Eisai has highlighted that Hetronifly has a unique binding mechanism distinct from existing anti-PD-1 antibodies available in Japan.
This distinctive feature could potentially give the drug a competitive advantage in an increasingly crowded market segment.
The timing of Eisai’s deal coincides with significant regulatory progress for Hetronifly in Europe.
On February 5, the European Commission moved toward approving the drug in combination with carboplatin and etoposide as a first-line treatment for extensive-stage small cell lung cancer (ES-SCLC).
Intas Pharmaceuticals previously secured European rights to Hetronifly in 2023.
Notably, the therapy achieved a significant milestone by becoming the first anti-PD-1 drug globally to gain approval for frontline ES-SCLC treatment following a favorable decision from the UK Medicines and Healthcare Products Regulatory Agency.
To ensure Hetronifly meets Japanese regulatory requirements and market expectations, Henlius is currently conducting multiple clinical trials in Japan.
Among these studies is a Phase II trial (NCT06812260) specifically evaluating the drug’s effectiveness in ES-SCLC patients.
Drawing on results from these Japanese trials, along with data from Phase III studies that supported approvals in China and Europe, Henlius intends to submit a regulatory application in Japan during 2026.
The company also plans to initiate a Japanese clinical trial examining Hetronifly’s use in perioperative gastric cancer treatment while maintaining its role as the marketing authorization holder.
The PD-1 therapy market represents a substantial commercial opportunity for pharmaceutical companies worldwide.

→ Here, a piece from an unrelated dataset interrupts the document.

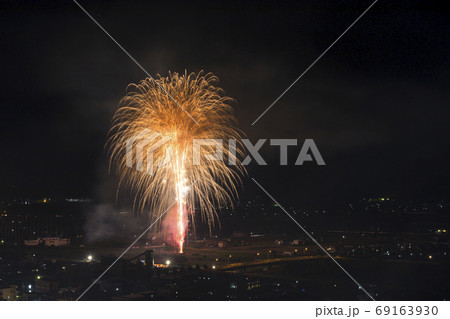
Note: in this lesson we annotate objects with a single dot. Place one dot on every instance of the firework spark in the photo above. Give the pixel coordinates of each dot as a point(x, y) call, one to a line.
point(147, 109)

MSD’s blockbuster drug Keytruda (pembrolizumab) generated USD31.7 billion in global sales during fiscal year 2025.
Similarly, Bristol Myers Squibb’s Opdivo (nivolumab) generated USD10 billion in worldwide revenue in 2025, an 8% year-over-year increase.
Despite the success of single-target PD-1 therapies, the pharmaceutical industry faces growing concerns about tumour resistance developing from prolonged use of these treatments.
This challenge has prompted companies to explore multi-target approaches designed to overcome acquired resistance mechanisms.
The industry has shown particular interest in bispecific antibodies that simultaneously target both PD-1 and vascular endothelial growth factor (VEGF).
Major pharmaceutical players, including AbbVie, Bristol Myers Squibb, Pfizer, and MSD, have committed substantial resources to this approach through multi-billion-dollar partnerships and acquisitions.
However, some industry voices have raised concerns about this convergent strategy.
The CEO of oncology-focused biotech Candel Therapeutics cautioned in an interview with Pharmaceutical Technology that the industry’s focus on identical targets risks creating redundancy and potentially hampering innovation efficiency across the sector.